Our study was limited to use vaginal swab specimens only instead of vaginal-rectal swab specimens to process GBS isolation. Moreover, we also used a stored specimen at -80°C for approximately 5 months storage with no initial testing to identify viability of GBS. We declare these conditions as limitations of this study. However, during the isolation, we boosted the growth of GBS by adding rabbit serum as supplement during enrichment with the selective media LIM broth. We expected that the addition of rabbit serum followed by chromogenic agar plate culturing would boost GBS growth and help isolation. In conclusion, our study provides demographic and isolate characterization of GBS colonization in pregnant women. These results may facilitate potential preventive strategies to reduce neonatal GBS invasive infection and improve its treatment in Indonesia.
Acknowledgments
We dedicated this work to Dr. Nikmah Salamia Idris (Former PI) who had passed away in 2020 –may she rest in peace. We are grateful to the pregnant women for participating in the study, all BRAVO team and the staff of the Department of Child Health, Dr.
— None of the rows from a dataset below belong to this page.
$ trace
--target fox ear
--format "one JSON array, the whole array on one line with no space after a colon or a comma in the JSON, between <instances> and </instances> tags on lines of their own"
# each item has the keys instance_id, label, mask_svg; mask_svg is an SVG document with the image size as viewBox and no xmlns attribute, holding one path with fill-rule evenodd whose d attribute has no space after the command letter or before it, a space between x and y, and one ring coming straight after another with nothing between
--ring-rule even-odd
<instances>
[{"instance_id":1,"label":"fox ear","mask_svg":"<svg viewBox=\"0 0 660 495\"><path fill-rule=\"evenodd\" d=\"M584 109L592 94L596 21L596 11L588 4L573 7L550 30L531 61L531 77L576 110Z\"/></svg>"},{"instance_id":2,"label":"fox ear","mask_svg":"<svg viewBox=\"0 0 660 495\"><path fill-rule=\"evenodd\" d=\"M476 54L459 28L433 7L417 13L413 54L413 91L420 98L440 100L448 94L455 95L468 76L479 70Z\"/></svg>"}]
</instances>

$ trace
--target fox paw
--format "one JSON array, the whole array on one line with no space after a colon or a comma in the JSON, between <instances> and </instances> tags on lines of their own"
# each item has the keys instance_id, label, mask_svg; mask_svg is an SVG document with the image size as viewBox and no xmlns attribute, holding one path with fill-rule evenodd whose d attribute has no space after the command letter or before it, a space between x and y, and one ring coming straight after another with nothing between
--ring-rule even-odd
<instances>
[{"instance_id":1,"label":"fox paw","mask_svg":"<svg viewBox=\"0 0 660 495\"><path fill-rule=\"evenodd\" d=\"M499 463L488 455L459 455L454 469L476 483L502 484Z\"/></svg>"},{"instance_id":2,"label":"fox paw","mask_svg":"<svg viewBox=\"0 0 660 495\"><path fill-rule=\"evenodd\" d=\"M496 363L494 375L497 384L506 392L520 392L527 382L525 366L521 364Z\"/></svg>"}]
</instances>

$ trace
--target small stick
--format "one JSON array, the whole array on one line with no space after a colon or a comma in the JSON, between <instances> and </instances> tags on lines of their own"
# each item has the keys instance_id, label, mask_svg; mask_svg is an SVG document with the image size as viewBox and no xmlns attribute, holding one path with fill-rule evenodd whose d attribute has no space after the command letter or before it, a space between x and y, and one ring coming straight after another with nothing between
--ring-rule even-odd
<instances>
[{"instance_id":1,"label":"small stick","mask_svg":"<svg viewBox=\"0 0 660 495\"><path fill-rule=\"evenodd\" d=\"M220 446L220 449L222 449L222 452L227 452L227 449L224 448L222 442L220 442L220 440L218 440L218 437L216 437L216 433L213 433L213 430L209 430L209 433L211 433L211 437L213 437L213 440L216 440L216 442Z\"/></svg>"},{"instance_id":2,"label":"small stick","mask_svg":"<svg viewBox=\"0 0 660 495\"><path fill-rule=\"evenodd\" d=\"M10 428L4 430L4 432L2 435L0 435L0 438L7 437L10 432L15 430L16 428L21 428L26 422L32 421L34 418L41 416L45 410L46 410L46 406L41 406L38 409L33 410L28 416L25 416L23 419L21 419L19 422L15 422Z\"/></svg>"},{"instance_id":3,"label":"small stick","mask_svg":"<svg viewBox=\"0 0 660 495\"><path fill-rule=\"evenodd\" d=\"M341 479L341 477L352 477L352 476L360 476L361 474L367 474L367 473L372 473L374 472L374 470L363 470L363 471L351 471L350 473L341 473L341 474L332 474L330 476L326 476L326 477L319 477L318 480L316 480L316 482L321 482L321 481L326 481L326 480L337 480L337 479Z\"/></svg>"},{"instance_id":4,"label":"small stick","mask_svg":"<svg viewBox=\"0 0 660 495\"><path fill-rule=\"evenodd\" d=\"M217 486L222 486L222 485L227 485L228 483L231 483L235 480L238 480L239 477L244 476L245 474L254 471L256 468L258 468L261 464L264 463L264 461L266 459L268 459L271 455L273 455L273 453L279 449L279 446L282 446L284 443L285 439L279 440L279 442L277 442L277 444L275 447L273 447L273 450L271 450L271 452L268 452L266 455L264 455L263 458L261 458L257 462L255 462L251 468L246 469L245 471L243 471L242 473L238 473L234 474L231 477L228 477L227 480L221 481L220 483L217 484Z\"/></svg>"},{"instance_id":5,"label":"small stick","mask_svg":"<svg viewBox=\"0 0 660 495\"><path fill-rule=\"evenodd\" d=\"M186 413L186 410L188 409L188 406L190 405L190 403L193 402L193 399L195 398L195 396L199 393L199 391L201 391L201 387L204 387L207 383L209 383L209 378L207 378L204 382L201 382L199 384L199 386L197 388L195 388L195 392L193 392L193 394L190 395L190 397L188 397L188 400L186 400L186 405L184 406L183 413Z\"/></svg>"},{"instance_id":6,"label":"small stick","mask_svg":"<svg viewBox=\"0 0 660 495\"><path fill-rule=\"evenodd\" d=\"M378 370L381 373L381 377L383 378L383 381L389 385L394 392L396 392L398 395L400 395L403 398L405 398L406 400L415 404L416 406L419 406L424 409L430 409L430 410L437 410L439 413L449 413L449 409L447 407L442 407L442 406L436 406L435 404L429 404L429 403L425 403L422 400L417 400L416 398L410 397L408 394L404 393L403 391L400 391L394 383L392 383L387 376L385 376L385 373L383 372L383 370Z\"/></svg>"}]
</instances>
Cipto Mangunkusumo Hospital, Jakarta, Indonesia.
Data Availability
All relevant data are within the paper.
Funding Statement
This study was partly funded by Partnerships for Enhanced Engagement in Research (PEER) program - the U.S. Agency for International Development (Grant Number: 161463), Ministry of Research and Technology, Republic of Indonesia/National Research and Innovation Agency, the U. S. Global Health Security funds, and Publikasi Terindeks Internasional (PUTI) Universitas Indonesia. The funder had no role in study design, data analysis, decision to publish and preparation of the manuscript. The findings and conclusions in this report are those of the authors and do not necessarily represent the official position of the Centers for Disease Control and Prevention.